Si hace veinte años nos hubieran preguntado a las mujeres de mi generación (no pienso ser más específica al respecto) sobre el futuro de la prostitución hubiésemos contestado, sin dudarlo, que estaba destinada a la desaparición o, como mucho, a sobrevivir de forma tangencial para cierto público que no podía gozar de una vida sexual normal. Creíamos, seguramente de forma equivocada, que los motivos de la existencia de esta actividad respondían, básicamente, a la falta de libertad sexual. Así, se acercaban a ella algunos jóvenes para su iniciación sexual; personas mayores privadas circunstancialmente de sexo o cuya vida en este sentido estaba reprimida o truncada. Igualmente –pensábamos-, existía la prostitución masculina como consecuencia de la persecución de la homosexualidad. Conocíamos también la existencia de una prostitución más lujosa, ligada al despilfarro y al poder, pero en suma pensábamos que “el oficio más antiguo del mundo” era eso: antiguo, desfasado, inútil y degradante para el que lo utilizaba.
Sin embargo, fuimos viendo con aprensión, como los viejos clubs de carretera no solo no desaparecían, sino que ampliaban sus instalaciones y colocaban como reclamo espectaculares focos que deslumbran el cielo. Comprobamos, con estupor, el surgimiento de coquetos hotelitos que anunciaban delicias carnales, como si de una nueva gastronomía se tratara. Los suculentos manjares viajaban, mientras tanto, desde lejanos países, con un billete sin retorno a la desolación.
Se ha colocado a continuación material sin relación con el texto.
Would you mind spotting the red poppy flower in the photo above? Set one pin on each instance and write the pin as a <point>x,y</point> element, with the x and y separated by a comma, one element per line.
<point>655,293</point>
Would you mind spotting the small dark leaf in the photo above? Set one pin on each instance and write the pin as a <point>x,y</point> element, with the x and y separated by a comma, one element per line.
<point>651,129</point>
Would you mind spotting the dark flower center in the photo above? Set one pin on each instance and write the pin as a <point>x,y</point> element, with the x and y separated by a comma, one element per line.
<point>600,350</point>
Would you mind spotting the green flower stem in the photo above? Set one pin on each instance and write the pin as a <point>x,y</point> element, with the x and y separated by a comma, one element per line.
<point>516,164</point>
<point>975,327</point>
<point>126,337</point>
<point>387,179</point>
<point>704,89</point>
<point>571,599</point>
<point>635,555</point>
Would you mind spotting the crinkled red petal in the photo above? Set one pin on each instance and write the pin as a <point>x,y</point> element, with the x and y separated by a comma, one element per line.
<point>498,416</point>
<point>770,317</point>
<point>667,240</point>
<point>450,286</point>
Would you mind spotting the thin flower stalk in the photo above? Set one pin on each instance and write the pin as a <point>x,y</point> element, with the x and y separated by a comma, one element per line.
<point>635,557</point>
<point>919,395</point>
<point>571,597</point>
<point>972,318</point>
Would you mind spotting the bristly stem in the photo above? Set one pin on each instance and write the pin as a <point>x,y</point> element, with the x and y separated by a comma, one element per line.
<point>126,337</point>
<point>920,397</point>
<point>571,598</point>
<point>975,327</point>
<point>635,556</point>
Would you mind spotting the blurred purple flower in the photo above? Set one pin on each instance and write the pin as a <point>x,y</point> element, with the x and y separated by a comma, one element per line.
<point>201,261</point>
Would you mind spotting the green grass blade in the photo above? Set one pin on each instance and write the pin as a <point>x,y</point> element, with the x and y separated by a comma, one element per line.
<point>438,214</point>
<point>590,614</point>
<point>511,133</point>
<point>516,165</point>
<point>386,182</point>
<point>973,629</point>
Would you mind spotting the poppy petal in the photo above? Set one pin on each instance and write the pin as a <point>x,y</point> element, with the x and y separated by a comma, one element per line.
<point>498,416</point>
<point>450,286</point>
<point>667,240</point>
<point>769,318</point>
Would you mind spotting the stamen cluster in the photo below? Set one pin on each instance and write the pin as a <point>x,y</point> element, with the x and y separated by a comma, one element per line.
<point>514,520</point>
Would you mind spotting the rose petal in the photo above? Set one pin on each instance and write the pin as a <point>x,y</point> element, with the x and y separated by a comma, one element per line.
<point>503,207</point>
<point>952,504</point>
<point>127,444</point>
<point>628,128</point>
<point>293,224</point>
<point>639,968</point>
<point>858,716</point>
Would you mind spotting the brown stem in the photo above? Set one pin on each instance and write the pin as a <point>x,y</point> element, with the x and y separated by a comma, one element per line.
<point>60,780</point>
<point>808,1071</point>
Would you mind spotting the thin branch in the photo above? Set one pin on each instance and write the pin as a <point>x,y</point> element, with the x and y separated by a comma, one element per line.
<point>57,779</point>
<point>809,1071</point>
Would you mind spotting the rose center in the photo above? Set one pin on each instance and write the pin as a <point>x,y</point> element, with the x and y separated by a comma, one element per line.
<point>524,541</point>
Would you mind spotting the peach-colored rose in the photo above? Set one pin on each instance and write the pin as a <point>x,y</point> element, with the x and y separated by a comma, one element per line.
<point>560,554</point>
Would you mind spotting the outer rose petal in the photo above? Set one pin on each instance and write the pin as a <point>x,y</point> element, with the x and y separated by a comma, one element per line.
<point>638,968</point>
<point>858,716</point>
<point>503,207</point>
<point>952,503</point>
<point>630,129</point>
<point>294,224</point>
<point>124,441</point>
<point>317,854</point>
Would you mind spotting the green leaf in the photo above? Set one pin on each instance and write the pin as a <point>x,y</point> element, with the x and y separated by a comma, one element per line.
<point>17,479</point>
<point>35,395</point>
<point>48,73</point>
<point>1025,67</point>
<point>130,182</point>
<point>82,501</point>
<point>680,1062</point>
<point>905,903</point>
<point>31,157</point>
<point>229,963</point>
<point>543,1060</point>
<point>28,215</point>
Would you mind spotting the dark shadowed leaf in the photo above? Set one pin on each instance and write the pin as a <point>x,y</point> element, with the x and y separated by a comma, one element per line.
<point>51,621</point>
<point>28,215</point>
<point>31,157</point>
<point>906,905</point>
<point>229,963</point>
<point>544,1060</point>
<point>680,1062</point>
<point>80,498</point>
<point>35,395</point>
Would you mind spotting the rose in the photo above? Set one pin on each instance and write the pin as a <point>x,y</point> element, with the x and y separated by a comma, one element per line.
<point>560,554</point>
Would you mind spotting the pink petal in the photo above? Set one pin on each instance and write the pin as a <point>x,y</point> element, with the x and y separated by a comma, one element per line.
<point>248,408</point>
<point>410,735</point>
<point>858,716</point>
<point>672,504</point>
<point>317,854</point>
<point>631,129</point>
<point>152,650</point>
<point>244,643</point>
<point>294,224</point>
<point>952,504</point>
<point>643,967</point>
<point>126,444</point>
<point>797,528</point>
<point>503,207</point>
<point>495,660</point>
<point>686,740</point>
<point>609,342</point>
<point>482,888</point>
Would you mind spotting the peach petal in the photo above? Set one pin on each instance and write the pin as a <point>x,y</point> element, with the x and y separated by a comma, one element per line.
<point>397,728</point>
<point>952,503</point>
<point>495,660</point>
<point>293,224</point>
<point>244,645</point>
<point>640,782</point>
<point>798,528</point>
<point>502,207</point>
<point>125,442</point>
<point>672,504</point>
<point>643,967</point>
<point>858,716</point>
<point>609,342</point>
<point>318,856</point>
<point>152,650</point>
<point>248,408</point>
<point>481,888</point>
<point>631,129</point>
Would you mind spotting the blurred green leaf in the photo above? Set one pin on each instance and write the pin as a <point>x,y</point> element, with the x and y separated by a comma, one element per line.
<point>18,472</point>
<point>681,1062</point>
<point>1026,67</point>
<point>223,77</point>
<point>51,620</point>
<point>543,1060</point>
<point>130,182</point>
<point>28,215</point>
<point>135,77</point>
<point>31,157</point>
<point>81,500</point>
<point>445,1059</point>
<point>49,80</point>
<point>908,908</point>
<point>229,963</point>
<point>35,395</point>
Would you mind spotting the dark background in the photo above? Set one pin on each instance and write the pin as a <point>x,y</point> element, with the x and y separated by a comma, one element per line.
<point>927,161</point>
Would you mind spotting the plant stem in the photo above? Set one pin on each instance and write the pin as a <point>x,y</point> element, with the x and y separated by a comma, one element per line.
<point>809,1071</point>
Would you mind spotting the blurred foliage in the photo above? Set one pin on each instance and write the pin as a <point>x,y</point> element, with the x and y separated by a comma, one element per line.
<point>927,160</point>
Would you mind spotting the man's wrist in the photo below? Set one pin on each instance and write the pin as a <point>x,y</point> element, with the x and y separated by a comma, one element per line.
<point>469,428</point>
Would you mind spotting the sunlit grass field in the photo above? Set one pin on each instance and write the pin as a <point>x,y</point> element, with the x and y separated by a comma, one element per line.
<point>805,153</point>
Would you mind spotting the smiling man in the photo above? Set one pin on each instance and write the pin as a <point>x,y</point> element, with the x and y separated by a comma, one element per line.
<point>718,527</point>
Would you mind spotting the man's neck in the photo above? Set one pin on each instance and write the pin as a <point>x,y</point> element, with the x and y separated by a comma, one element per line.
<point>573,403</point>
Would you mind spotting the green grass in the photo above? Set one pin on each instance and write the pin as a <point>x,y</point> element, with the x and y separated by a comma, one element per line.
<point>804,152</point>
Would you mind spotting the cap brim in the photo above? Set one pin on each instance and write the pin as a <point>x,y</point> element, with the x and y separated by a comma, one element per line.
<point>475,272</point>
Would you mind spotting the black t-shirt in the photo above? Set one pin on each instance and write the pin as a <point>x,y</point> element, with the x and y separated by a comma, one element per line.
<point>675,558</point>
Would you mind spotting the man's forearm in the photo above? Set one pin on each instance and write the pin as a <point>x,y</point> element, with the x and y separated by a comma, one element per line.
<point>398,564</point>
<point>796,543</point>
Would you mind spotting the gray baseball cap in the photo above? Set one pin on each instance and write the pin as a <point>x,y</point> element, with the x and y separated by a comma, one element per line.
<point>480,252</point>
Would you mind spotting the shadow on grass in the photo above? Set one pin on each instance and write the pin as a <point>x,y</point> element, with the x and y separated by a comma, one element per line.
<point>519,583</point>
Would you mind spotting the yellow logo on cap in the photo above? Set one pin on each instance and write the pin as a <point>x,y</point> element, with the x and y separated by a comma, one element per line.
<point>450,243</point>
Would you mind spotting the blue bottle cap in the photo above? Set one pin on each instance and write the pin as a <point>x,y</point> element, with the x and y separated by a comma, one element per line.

Un día, hará unos seis años, escuché una conversación entre dos hombres jóvenes –presuntamente de izquierdas- que me heló el corazón. Se intercambiaban información sobre los mejores lugares, las novedades del mercado, las instalaciones en las que “renovaban con mayor frecuencia el material”. Entonces me di cuenta de que estábamos equivocadas, que las viejas razones de la prostitución se habían renovado sin nosotras saberlo. El afán de dominación, la experimentación sin límites, el consumismo de la carne había desplazado a la necesidad mendicante de sexo. Los que acuden hoy a este mercado lo hacen no para comprar sexo, sino poder, experiencia e incluso una vana sensación de viaje y de aventura. Se prueban las mujeres como si se tratara de continentes. Primero se agotaron las miserias y penas del tercer mundo, de América Latina, del continente asiático. Ahora se degustan las frías delicias del Norte empobrecido, las valkirias rubias del fracaso de los países del Este.
El aséptico pago con tarjeta o efectivo hace pensar a los clientes que compran un producto como otro cualquiera. Argumentan que no hay diferencia entre comprar el cuerpo y cualquier otro producto de la actividad humana. Pero compran vidas, traslados, esclavitudes, esperanzas frustradas y mentiras. Los clientes de este servicio venden, sin embargo, lo que son: insatisfacción acumulada, falta de deseo, aguda añoranza de dominación masculina que clavan en la piel de una belleza extranjera.